— Довольно, — сказала Мерседес, — довольно, Эдмон! Поверьте, что если я, единственная из всех, вас узнала, то я одна могла и понять вас. И если бы вы встретили меня на своем пути и разбили, как стеклянный сосуд, я, единственная, которая вас узнала и могла понять, и тогда не могла бы не восхищаться вами, Эдмон! Как между мной и прошлым лежит пропасть, так лежит пропасть между вами и остальными людьми, и, говорю вам, всего мучительнее для меня сравнивать вас с другими, ибо нет никого на свете равного вам, никого, кто был бы подобен вам.
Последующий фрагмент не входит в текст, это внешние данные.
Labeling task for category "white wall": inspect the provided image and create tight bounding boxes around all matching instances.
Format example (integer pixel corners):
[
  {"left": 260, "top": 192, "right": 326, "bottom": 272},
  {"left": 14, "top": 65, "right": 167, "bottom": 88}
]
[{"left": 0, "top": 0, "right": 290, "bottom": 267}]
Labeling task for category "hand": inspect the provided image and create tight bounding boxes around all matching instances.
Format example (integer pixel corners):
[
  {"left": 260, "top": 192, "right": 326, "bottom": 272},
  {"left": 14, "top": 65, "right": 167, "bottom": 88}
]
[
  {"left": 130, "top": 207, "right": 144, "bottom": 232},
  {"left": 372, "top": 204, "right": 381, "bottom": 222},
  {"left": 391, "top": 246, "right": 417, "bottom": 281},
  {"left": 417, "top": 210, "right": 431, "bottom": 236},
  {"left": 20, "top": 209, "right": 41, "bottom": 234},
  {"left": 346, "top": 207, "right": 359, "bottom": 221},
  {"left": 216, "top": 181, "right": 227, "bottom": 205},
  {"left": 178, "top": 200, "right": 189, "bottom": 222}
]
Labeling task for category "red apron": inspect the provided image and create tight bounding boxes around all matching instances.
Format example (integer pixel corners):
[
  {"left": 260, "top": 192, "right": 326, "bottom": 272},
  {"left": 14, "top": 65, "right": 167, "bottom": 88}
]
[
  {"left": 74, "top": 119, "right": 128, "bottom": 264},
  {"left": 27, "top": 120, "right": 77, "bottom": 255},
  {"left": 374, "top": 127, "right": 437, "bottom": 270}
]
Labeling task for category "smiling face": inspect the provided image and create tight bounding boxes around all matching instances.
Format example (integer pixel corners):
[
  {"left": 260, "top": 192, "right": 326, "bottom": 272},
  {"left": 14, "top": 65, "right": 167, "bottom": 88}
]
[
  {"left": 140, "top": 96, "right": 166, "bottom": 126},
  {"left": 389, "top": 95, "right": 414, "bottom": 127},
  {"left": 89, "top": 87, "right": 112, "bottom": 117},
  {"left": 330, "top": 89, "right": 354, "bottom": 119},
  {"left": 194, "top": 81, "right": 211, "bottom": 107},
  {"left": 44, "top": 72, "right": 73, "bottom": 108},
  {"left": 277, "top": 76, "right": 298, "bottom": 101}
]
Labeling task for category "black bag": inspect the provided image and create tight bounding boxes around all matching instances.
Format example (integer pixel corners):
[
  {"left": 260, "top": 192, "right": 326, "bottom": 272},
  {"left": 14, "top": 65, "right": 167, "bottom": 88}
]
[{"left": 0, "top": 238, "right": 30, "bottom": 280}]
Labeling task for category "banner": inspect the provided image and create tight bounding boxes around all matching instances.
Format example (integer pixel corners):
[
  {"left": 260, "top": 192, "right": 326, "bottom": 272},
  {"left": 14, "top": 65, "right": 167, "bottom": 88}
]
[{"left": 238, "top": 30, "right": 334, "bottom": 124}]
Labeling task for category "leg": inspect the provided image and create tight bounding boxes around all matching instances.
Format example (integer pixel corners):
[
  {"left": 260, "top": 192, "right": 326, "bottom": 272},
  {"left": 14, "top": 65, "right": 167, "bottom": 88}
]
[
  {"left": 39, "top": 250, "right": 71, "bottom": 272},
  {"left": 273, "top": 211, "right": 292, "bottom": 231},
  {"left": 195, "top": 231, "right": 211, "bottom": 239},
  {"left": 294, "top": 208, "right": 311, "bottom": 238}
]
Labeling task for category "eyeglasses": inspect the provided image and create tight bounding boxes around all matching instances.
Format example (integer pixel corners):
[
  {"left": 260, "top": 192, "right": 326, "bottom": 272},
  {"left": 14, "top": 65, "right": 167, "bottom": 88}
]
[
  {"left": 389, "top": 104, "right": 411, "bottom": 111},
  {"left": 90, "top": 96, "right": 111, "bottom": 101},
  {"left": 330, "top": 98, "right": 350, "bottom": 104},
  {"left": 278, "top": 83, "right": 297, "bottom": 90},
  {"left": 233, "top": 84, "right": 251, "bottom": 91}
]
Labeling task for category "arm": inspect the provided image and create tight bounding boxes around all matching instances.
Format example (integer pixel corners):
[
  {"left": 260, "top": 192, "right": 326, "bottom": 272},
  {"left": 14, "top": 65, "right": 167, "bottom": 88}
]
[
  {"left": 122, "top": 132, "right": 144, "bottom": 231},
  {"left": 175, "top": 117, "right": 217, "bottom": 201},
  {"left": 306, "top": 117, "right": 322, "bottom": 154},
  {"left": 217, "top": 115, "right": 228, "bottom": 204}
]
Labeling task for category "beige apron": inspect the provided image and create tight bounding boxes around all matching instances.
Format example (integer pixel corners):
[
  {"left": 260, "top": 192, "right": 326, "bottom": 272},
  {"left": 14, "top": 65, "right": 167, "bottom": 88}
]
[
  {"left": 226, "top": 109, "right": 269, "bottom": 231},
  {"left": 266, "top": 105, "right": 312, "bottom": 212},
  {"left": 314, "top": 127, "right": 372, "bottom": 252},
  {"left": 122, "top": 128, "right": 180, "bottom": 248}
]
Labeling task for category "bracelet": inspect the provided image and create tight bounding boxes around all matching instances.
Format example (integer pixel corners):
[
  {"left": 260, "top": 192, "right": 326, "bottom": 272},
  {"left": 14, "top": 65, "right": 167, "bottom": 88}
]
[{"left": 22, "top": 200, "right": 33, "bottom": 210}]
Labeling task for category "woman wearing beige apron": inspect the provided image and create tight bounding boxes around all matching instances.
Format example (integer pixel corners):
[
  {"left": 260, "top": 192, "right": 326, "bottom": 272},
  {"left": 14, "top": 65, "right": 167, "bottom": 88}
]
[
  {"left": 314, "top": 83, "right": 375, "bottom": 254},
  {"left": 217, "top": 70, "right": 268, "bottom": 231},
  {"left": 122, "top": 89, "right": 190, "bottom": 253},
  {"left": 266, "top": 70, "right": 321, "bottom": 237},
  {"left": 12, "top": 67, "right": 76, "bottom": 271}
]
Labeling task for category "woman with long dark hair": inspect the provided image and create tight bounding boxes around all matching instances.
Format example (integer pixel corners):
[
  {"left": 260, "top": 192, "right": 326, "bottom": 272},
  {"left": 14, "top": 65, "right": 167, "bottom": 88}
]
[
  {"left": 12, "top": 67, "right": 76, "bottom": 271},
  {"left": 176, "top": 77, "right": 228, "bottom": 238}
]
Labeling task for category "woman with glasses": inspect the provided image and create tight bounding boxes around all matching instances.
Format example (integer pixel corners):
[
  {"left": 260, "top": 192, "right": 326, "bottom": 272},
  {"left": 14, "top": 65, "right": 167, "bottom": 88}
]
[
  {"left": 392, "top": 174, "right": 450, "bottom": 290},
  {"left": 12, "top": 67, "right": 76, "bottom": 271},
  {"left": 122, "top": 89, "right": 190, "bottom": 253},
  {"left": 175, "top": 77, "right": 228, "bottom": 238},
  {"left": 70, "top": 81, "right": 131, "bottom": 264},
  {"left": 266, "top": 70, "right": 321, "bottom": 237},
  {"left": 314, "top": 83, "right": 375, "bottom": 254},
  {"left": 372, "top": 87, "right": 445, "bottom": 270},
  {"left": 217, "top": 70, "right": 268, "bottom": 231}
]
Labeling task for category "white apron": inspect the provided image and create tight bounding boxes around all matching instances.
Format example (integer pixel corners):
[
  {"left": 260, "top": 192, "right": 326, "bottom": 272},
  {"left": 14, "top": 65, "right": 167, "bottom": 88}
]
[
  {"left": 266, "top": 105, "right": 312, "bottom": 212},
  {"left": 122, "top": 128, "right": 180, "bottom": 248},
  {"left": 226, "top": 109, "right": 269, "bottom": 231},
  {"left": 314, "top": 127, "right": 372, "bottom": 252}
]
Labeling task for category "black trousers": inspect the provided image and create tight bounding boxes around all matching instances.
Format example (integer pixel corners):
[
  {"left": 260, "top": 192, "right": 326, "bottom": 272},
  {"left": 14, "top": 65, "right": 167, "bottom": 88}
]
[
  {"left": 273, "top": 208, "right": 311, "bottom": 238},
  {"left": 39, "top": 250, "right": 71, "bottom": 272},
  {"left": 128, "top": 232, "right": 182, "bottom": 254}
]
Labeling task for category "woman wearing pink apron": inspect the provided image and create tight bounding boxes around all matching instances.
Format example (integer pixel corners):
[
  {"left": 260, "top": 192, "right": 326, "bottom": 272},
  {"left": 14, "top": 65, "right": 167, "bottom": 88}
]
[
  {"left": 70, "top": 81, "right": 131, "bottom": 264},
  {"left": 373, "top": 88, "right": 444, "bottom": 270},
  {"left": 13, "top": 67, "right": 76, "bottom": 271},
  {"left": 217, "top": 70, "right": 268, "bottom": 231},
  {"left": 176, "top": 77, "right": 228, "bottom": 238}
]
Теперь проститесь со мной, Эдмон, и расстанемся.
— Раньше, чем мы расстанемся, скажите мне, чего бы вы желали, Мерседес? — спросил Монте-Кристо.
— Единственное мое желание, Эдмон: чтобы мой сын был счастлив.
— Молите Бога, который один держит в своей руке жизнь людей, чтобы он отвел от него смерть; об остальном я позабочусь.
— Благодарю вас, Эдмон.
— А вы, Мерседес?
— Мне ничего не нужно, я живу меж двух могил; одна— это могила Эдмона Дантеса, уже давно умершего; я его любила! Моим поблекшим губам не пристало произносить это слово, но мое сердце ничего не забыло, и ни за какие блага мира я бы не отдала эту память сердца. В другой могиле лежит человек, которого Эдмон Дантес убил; я оправдываю это убийство, но мой долг молиться за убитого.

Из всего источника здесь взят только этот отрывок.